ParaRNN is a high-performance package for automating parallel application of RNNs along sequence-length, dramatically speed up RNN applications compared to traditional sequential approaches.
The code has been developed as part of the publication: ParaRNN: Unlocking Parallel Training of Nonlinear RNNs for Large Language Models
Traditional RNN processing requires updating the RNN hidden state as the input sequence gets analyzed: a procedure inherently sequential, which makes its application to long sequences time-consuming. ParaRNN overcomes this issue by implementing a combination of Newton method and parallel reduction algorithms which can effectively evaluate the RNN application in parallel along the sequence length. The package supports various RNN architectures, and provides reference implementations for diagonalized GRU and LSTM variants.
Automated Parallel RNN Framework: ParaRNN provides full support for parallel application of custom RNN cells through automatic assembly of the Newton linearized system. The framework leverages PyTorch's autograd for Jacobian computations, requiring only the definition of the RNN cell's recurrent step and its system parameters. This allows researchers to focus on RNN cell design while the package handles the complex parallel processing automatically.

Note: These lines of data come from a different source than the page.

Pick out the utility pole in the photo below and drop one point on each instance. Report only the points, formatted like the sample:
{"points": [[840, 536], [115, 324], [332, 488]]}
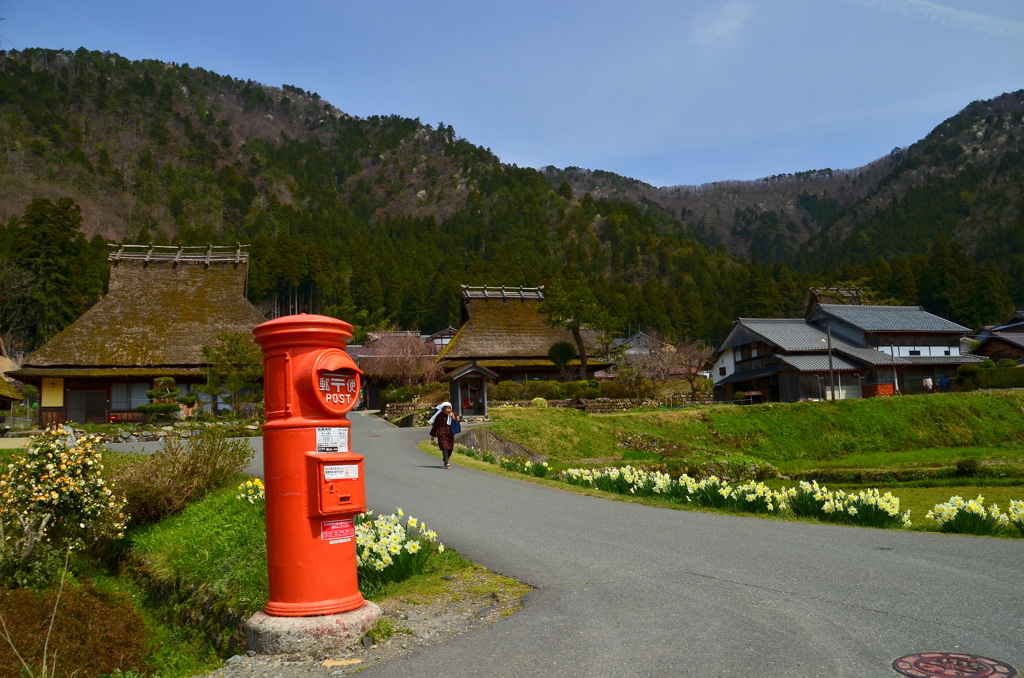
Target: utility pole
{"points": [[832, 373], [892, 353]]}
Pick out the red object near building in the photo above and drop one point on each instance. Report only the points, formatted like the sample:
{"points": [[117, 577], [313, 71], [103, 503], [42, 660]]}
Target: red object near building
{"points": [[314, 484]]}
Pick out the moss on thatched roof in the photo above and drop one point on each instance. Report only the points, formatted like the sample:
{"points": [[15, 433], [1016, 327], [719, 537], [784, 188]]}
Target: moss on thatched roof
{"points": [[502, 329], [154, 372], [156, 313]]}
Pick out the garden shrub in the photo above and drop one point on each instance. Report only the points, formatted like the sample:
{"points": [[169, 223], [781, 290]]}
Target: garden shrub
{"points": [[550, 390], [969, 517], [867, 508], [398, 394], [54, 498], [973, 377], [1016, 515], [388, 551], [166, 481], [967, 467], [94, 633]]}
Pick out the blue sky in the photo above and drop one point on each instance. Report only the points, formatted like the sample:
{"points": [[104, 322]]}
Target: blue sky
{"points": [[672, 92]]}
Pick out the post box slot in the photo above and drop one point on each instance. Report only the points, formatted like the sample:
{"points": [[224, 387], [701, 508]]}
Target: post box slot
{"points": [[337, 479]]}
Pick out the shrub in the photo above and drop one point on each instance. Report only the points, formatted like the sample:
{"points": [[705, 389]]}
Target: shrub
{"points": [[969, 517], [388, 551], [1016, 515], [967, 467], [967, 377], [398, 394], [867, 508], [758, 498], [166, 481], [808, 501], [252, 492], [53, 498], [971, 377], [711, 492], [511, 465], [94, 633]]}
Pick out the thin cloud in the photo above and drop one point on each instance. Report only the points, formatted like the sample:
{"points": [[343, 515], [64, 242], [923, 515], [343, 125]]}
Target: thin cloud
{"points": [[955, 18], [723, 26]]}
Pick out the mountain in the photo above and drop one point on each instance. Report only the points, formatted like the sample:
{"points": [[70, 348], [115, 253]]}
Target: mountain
{"points": [[962, 182], [379, 219]]}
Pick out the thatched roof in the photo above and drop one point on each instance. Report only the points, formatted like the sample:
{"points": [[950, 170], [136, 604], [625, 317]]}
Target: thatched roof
{"points": [[7, 391], [502, 327], [157, 312]]}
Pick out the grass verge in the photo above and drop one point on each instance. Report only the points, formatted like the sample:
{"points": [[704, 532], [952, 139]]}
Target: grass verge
{"points": [[777, 432]]}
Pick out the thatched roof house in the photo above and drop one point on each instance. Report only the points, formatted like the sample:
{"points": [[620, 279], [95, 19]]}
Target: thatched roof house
{"points": [[8, 392], [504, 331], [163, 305]]}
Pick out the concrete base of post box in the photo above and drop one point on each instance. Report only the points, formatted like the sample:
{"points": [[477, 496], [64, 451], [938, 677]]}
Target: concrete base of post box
{"points": [[308, 635]]}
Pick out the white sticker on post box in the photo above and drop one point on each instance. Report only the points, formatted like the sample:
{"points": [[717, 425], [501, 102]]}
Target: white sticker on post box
{"points": [[337, 532], [341, 472], [332, 439]]}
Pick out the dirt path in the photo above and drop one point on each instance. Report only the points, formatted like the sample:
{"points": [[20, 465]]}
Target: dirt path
{"points": [[468, 601]]}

High-Performance CUDA Kernels: The package includes ready-to-use, efficient CUDA implementations of parallel reduction algorithms specifically optimized for structured Jacobians. These kernels are designed to handle the most common diagonal and block-diagonal Jacobian structures, providing significant performance improvements over the PyTorch implementation
Modular and Extensible Architecture: ParaRNN's modular structure simplifies development work by providing numerous possibilities for expansion and adaptations. The architecture supports the users from prototyping new RNN cells using the PyTorch backend to implementing fully-fused CUDA kernels for maximum performance. This flexibility enables both rapid experimentation and production-ready deployment.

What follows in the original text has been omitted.